📊 事実
H-1Bビザ手数料改定の提案と経緯
- ドナルド・トランプ米政権は昨年、H-1Bビザ手数料を10万ドル(約1480万円)とする新政策を発表したが、ホワイトハウスは「一度限り」かつ新規申請者のみを対象と説明を修正したソース1。
- この新政策は米国東部時間2026年6月20日午前0時1分に発効する予定であるソース1。
- 米国国土安全保障省(DHS)は、H-1Bキャップ対象の全ての申請に対して103,265ドルの追加料金を設定することを提案しているソース5。
- この提案された料金は、移民制度の運営にかかる費用を回収するためで、DHSは年間約88億ドルの収入を見込んでいるソース5。
- 移民局のシステム近代化や不正行為の検知にも運営費が充てられる予定であるソース4。
- 2026年8月24日、トランプ政権はH-1Bビザに対し10万3265ドルの手数料を課す案を再提示し、意見募集は30日間行われるソース3 ソース4 ソース8。
- 2025年9月21日以降に提出されるH-1Bビザの申請には、追加で10万ドルの支払いが必要となる場合があるソース9。
法的判断と司法の状況
- マサチューセッツ州の連邦地裁は2026年6月8日、トランプ政権がH-1Bビザ手数料を従来の20倍以上となる10万ドルに引き上げた措置を違法とし、無効とする判断を下したソース6 ソース7 ソース10。
- この判決は、手数料が議会の課税権を侵害しているとの理由に基づくソース7 ソース10。
- トランプ政権は、この無効判決に対し控訴する見通しであるソース6。
- 昨年12月には別の連邦判事がこの手数料を合法と判断しており、司法の判断が分かれている状況にあるソース7 ソース10。
H-1Bビザの現状と対象者
- H-1Bビザは専門技能を持つ外国人労働者を対象とし、毎年の抽選で許可が割り当てられる制度であるソース1。

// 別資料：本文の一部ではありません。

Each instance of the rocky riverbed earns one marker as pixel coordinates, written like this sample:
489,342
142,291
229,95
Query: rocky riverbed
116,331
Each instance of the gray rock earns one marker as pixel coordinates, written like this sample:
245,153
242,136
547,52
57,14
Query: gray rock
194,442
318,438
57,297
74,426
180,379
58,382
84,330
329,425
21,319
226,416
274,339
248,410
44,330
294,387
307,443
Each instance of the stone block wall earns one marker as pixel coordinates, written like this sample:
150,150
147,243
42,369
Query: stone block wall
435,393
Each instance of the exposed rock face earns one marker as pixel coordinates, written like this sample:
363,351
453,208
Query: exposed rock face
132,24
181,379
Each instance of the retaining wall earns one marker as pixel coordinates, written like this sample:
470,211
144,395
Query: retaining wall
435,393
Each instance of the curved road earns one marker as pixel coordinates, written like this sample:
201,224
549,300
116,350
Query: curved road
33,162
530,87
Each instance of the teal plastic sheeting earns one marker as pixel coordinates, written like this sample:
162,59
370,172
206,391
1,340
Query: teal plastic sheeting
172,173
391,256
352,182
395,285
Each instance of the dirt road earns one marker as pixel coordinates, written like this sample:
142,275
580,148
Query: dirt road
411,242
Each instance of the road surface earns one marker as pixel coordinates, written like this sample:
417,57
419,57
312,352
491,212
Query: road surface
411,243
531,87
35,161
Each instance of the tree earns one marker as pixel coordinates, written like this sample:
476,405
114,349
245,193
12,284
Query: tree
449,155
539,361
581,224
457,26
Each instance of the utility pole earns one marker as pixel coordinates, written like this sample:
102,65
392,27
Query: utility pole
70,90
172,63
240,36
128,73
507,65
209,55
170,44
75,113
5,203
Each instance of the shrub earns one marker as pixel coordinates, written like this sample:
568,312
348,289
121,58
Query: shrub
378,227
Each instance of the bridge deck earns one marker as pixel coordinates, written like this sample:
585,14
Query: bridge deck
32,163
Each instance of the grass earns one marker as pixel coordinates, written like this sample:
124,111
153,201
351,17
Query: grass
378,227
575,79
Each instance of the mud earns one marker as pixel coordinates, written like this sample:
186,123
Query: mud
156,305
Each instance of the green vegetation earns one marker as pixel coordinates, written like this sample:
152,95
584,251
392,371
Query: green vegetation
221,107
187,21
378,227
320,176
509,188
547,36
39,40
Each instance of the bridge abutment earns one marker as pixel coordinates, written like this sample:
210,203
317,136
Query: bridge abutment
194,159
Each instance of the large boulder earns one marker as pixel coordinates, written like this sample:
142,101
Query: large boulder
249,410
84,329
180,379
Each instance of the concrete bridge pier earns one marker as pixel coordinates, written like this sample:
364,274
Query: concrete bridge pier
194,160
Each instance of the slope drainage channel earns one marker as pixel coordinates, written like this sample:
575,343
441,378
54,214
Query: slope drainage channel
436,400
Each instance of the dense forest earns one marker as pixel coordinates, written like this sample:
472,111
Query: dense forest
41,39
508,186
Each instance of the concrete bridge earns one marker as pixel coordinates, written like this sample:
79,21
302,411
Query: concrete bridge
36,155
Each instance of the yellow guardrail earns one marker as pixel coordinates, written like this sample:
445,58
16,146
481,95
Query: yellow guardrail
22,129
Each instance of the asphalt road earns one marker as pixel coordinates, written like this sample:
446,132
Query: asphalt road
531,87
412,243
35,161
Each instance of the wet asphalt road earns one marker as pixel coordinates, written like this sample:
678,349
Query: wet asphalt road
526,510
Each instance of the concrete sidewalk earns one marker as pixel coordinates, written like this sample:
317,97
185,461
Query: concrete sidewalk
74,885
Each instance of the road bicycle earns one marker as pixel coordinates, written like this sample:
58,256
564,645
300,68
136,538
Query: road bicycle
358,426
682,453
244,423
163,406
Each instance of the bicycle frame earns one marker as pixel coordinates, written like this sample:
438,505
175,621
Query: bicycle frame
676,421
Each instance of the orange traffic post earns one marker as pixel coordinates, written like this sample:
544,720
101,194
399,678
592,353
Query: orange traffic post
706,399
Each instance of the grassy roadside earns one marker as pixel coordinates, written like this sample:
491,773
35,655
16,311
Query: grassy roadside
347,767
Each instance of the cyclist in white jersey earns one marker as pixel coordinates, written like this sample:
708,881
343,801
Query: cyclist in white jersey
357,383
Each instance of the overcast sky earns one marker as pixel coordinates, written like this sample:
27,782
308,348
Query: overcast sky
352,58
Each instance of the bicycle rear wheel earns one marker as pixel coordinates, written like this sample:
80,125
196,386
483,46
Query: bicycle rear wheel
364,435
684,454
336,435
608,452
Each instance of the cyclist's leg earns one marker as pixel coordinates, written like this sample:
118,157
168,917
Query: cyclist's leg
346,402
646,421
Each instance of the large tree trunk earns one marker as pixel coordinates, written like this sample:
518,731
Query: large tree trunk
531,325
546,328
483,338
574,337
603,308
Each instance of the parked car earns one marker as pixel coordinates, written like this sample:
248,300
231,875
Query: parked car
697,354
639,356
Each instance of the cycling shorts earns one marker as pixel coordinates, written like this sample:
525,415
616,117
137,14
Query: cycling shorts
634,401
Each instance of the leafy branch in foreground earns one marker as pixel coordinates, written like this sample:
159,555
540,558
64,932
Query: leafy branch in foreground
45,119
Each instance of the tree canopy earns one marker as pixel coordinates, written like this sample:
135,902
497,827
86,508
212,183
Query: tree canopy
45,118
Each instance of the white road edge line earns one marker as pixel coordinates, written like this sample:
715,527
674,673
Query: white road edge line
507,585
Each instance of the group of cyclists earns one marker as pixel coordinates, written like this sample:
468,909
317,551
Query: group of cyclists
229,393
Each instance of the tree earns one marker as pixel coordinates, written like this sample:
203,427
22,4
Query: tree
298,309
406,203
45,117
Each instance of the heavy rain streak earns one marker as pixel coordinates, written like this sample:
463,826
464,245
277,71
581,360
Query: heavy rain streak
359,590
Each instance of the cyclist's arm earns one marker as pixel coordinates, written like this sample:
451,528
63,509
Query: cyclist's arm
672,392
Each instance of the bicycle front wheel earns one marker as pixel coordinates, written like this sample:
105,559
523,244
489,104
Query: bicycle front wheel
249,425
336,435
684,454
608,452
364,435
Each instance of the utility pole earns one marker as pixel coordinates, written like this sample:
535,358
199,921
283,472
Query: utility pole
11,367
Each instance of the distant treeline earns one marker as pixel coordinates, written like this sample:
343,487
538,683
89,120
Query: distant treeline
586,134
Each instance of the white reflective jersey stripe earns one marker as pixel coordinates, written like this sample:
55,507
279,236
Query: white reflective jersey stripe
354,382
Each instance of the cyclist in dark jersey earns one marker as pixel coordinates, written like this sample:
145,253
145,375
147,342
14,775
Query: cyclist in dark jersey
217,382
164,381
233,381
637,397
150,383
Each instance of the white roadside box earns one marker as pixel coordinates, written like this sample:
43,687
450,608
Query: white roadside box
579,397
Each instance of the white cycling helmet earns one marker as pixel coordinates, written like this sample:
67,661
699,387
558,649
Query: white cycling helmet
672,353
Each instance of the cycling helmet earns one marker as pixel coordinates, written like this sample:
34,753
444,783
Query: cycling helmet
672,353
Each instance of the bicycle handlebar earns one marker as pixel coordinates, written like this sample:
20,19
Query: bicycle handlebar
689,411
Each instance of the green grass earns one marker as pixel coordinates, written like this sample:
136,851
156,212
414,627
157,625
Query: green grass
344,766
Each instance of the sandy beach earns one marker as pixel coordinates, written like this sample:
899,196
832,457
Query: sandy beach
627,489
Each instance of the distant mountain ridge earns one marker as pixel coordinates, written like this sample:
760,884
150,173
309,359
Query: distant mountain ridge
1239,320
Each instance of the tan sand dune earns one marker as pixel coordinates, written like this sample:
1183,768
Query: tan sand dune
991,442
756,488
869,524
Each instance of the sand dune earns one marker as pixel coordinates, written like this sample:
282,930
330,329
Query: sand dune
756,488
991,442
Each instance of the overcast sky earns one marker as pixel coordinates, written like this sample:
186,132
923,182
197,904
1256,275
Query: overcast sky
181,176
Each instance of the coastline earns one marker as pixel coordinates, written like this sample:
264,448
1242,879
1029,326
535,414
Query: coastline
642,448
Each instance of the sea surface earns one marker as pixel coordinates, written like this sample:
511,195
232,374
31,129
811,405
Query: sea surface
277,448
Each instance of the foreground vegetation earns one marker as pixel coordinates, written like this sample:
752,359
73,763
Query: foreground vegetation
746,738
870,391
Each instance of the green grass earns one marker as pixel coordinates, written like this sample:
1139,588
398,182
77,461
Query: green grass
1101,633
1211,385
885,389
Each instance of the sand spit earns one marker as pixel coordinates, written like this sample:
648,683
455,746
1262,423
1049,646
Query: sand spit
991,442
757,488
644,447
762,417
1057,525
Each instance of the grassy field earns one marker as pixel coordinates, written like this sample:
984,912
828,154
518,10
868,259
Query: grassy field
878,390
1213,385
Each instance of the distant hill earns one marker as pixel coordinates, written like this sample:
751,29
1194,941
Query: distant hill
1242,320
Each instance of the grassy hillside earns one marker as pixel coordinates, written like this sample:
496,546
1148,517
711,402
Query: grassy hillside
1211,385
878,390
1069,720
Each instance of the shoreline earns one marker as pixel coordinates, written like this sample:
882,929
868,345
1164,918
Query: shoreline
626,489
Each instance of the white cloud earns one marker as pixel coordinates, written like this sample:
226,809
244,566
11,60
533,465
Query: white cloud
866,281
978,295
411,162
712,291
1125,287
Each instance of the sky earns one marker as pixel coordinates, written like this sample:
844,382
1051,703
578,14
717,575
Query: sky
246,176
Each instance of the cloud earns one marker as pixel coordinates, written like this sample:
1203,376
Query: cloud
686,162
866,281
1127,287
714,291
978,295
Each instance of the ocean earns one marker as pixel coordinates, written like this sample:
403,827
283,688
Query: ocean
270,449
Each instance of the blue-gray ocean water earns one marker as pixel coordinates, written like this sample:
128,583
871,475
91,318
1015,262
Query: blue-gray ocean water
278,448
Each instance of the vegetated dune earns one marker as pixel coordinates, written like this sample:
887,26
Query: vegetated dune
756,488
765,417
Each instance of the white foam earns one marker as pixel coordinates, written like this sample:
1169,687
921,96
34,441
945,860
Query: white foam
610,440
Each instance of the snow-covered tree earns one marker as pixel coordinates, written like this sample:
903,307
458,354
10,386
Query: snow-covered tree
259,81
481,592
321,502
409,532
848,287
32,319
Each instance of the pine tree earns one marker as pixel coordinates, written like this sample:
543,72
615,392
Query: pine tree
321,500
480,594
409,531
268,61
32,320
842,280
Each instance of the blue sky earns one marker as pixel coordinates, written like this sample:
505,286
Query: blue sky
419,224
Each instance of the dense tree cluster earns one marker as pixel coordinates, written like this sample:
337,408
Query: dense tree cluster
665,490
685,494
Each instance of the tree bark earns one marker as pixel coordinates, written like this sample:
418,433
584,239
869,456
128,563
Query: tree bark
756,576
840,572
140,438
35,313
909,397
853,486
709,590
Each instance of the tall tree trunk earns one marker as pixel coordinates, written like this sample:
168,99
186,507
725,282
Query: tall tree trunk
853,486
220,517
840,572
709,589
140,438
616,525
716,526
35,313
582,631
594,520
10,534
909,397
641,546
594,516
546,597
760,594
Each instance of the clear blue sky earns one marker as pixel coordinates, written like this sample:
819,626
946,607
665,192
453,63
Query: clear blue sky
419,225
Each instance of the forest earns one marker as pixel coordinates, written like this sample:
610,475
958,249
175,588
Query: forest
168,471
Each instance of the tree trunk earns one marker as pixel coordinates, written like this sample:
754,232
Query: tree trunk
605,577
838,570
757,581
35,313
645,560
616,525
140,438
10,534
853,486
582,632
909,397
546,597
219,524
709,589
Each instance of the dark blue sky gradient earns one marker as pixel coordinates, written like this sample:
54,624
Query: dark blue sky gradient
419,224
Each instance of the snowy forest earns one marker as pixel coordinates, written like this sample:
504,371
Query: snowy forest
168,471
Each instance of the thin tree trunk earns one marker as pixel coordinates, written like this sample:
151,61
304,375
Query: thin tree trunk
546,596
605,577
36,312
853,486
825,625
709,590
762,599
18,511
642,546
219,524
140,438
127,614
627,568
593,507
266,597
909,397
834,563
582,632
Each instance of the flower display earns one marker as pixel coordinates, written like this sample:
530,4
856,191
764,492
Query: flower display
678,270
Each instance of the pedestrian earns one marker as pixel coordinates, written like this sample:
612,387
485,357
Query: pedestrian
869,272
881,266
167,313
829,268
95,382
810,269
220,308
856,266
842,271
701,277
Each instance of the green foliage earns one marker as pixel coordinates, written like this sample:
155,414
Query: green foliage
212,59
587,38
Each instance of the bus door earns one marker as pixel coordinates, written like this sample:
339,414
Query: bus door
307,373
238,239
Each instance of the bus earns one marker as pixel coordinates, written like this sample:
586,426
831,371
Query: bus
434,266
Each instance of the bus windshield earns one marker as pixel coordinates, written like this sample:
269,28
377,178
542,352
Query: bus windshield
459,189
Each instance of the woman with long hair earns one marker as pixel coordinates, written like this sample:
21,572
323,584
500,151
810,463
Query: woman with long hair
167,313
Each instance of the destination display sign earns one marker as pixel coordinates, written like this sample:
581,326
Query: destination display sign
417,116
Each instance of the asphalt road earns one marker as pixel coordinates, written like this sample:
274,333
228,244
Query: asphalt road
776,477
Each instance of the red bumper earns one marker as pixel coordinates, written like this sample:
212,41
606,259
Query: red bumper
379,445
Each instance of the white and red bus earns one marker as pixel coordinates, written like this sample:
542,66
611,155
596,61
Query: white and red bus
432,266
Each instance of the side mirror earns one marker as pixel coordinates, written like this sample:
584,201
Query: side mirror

- 米国は現在、年間8万5000件(うち修士号以上取得者向けに2万件追加され合計8万5000件、あるいはキャップ6万5000件+修士号以上2万件で合計8万5000件)のH-1Bビザを交付しているソース3 ソース4 ソース5 ソース8。
- H-1Bビザで就労する外国人労働者は約50万人に上るソース6。
- 2024年には約40万件のH-1Bビザが承認され、そのうち3分の2は更新であったソース1。
- 毎年の抽選で割り当てられる許可の約4分の3(75%)をインド国籍者が占めソース1、2025会計年度ではインド出身者が70%、中国出身者が12%を占めているソース3 ソース8。
- アマゾン・ドットコムは2026会計年度に9000件以上のH-1Bビザの承認を受けているソース3 ソース8。
- FY 2027 H-1B capの初回登録期間は2026年3月4日正午から3月19日正午までで、登録には215ドルの手数料が必要であるソース2。
- 新しいH-1B選考プロセスは、高技能・高賃金の外国人にビザを優先的に配分することを目的としているソース2。
💡 分析・洞察
- 米国がH-1Bビザ手数料を高額化する動きは、高度外国人材の受入れにおいて経済的選別基準を強化し、米国内の特定産業における高賃金労働者の雇用創出を優先する政策意図を明確に示唆している。
- 司法判断が分裂し、政策の法的安定性が確保されていない現状は、米国への高度人材供給を計画する企業や個人にとって重大な予見不可能性を生じさせており、長期的な人材戦略の策定を困難にしている。
- インド・中国国籍者がH-1Bビザ取得者の大半を占める現状において、高額手数料化はこれらの国からの人材流入を抑制し、結果的に米国の高度人材プールの多様性を損なう可能性を秘めている。
⚠️ 課題・リスク
- 高額なH-1Bビザ手数料は、日本企業が米国市場で事業展開する際に、現地で高度専門人材を確保するコストを著しく増大させる。これにより、日系企業の国際競争力が低下し、米国での技術開発やイノベーション連携の機会が減少する。
- 米国への高度人材流入が抑制されることで、国際的な高技能人材の流動性が変化する可能性がある。これにより、日本が魅力的な受入れ環境を整備しない場合、米国に向かっていた潜在的な人材が他国へ流出し、日本の技術・研究開発分野における機会損失を招く。
- 今回の改定は米国に限定された入管政策であり、日本の治安や伝統文化保護に直接的な影響を及ぼすものではない。ただし、米国からの外国人材の流れが変化した場合、日本の労働市場や社会インフラに間接的な影響が生じる可能性は排除できないが、現時点の事実からは具体的な評価は困難である。